STUART, Fla., Feb. 15, 2017 /PRNewswire/ -- Seacoast Banking Corporation of Florida (NASDAQ: SBCF), the parent company of Seacoast National Bank (the "Company" or "Seacoast"), today announced the pricing of the previously announced underwritten public offering of 7,750,000 shares of its common stock, consisting of 2,350,000 shares to be sold by the Company and 5,400,000 shares to be sold by one of its stockholders, CapGen Capital Group III LP ("CapGen"), at a price to the public of $22.25 per share. The Company and CapGen have also granted the underwriters a 30-day option to purchase up to an additional 352,500 shares from the Company and up to an additional 810,000 shares from CapGen at the public offering price, less the underwriting discount.
The Company will receive gross proceeds from the public offering of approximately $52.3 million. The net proceeds to the Company, after deducting the underwriting discount, but before expenses, are expected to be approximately $49.4 million. The Company intends to use the net proceeds from the offering, including any net proceeds from the underwriters' exercise of its option to purchase additional shares, for general corporate purposes, including potential future acquisitions and to support organic growth. The Company will not receive any proceeds from the sale of the shares by CapGen.
Guggenheim Securities, LLC and Sandler O'Neill & Partners, L.P. are serving as joint book-runners for the offering. Raymond James & Associates, Inc. will serve as lead manager.
The Company expects to close the transaction and deliver the shares, subject to the satisfaction of customary closing conditions, on or about February 21, 2017.
Additional Information Regarding the Offering
The common stock is being offered and sold pursuant to two effective shelf registration statements on Form S-3 (File Nos. 333-194712 and 333-206588) filed by the Company with the Securities and Exchange Commission ("SEC") and only by means of a prospectus supplement and accompanying prospectus relating to the applicable registration statement. A preliminary prospectus supplement and a free writing prospectus have been filed with the SEC to which this communication relates. Prospective investors should read the preliminary prospectus supplement, the free writing prospectus and the accompanying prospectuses and other documents the Company has filed with the SEC for more complete information about the Company and the offering. These documents are available at no charge by visiting the SEC's website at http://www.sec.gov. Alternatively, copies of the preliminary prospectus supplement, the accompanying prospectuses, the free writing prospectus and, when available, the final prospectus supplement related to the offering may be obtained by contacting: Guggenheim Securities, LLC at Attention: Equity Syndicate Department, 330 Madison Avenue, 8th Floor, New York, NY 10017, by email at [email protected], or by phone at 212-518-9658, or Sandler O'Neill & Partners, L.P., 1251 Avenue of the Americas, 6th Floor, New York, New York 10020, Attn: Syndicate Operations, or by phone at 1-866-805-4128.
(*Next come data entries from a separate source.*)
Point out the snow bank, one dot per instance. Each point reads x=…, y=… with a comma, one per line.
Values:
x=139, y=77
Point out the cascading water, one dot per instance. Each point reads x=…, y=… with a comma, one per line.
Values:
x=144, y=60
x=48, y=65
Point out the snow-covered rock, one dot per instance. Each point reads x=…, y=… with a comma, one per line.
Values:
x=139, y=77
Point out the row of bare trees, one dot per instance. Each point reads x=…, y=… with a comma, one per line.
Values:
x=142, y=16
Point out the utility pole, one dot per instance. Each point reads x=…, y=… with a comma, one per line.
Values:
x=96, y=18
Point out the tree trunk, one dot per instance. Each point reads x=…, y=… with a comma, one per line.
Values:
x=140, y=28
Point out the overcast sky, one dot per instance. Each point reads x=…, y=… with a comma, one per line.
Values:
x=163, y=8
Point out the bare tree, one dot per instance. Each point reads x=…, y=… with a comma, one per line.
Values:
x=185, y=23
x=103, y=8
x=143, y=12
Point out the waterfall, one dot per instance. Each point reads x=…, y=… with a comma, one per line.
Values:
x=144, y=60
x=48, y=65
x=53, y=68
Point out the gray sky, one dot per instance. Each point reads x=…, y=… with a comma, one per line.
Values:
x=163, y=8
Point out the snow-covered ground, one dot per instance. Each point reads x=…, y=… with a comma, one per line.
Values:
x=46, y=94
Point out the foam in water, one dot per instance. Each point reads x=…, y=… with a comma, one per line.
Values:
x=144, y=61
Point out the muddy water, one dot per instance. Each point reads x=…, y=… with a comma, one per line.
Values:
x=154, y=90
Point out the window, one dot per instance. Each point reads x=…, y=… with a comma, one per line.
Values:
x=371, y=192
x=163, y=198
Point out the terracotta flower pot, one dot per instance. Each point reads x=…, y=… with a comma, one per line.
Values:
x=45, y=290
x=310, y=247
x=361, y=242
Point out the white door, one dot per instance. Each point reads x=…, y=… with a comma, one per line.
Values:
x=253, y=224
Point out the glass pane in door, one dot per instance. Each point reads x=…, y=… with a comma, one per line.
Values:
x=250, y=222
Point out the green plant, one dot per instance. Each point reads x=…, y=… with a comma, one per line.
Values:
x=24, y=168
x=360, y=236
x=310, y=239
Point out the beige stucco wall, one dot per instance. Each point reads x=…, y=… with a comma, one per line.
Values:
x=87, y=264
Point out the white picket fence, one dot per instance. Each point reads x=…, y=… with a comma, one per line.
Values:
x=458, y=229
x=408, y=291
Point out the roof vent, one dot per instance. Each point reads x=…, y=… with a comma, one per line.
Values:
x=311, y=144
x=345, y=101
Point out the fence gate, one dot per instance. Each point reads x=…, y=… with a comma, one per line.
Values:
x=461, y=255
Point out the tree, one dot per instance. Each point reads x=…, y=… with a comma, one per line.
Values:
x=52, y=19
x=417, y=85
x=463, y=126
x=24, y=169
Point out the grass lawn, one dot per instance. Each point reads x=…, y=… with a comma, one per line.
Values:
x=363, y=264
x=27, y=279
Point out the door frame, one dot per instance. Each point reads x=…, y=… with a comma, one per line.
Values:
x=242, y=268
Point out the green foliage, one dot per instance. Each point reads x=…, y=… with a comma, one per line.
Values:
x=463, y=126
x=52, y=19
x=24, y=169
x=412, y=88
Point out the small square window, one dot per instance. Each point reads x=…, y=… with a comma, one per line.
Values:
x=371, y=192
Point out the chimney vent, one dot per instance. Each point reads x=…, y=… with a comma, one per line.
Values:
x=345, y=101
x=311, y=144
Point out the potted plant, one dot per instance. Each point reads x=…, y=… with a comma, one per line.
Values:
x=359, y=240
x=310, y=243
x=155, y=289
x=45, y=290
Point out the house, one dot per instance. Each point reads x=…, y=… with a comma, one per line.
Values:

This press release does not constitute an offer to sell or a solicitation of an offer to buy any securities, nor shall there be any offer or sale of any securities in any state or jurisdiction in which such an offer, solicitation or sale would be unlawful.
About Seacoast Banking Corporation of Florida
Seacoast Banking Corporation of Florida is one of the largest community banks headquartered in Florida with approximately $4.7 billion in assets and $3.5 billion in deposits as of December 31, 2016. The Company provides integrated financial services including commercial and retail banking, wealth management, and mortgage services to customers through advanced banking solutions, 47 traditional branches of its locally-branded wholly-owned subsidiary bank, Seacoast Bank, and five commercial banking centers. Offices stretch from Ft. Lauderdale, Boca Raton and West Palm Beach north through the Daytona Beach area, into Orlando and Central Florida, and west to Okeechobee and surrounding counties.
Cautionary Notice Regarding Forward-Looking Statements
This press release contains forward-looking statements within the meaning of the Private Securities Litigation Reform Act of 1995 and such statements are intended to be covered by the safe harbor provided by the same. Words such as "expects," "will," "intends," "anticipates," "plans," "believes," "seeks," "estimates" and variations of such words and similar expressions are intended to identify such forward-looking statements. Such statements, including but not limited to those regarding whether the offering will close and the use of the net proceeds therefrom, are based on currently available information and are subject to various risks and uncertainties that could cause actual results to differ materially from Seacoast's present expectations. These risks and uncertainties include, but are not limited to, market conditions affecting the offering and a deterioration in national or local economic conditions. Undue reliance should not be placed on such forward-looking statements, as such statements speak only as of the date on which they are made. Seacoast undertakes no obligation to update such statements to reflect facts, circumstances, assumptions or events that occur after the date the forward-looking statements are made, unless otherwise required by law. Additional information regarding the Company and its business, including additional factors that could cause actual results to differ materially from Seacoast's present expectations, is contained in Seacoast's Annual Report on Form 10-K for the year ended December 31, 2015 under "Forward-Looking Information" and Item 1A. "Risk Factors," and in the Company's other filings with the SEC.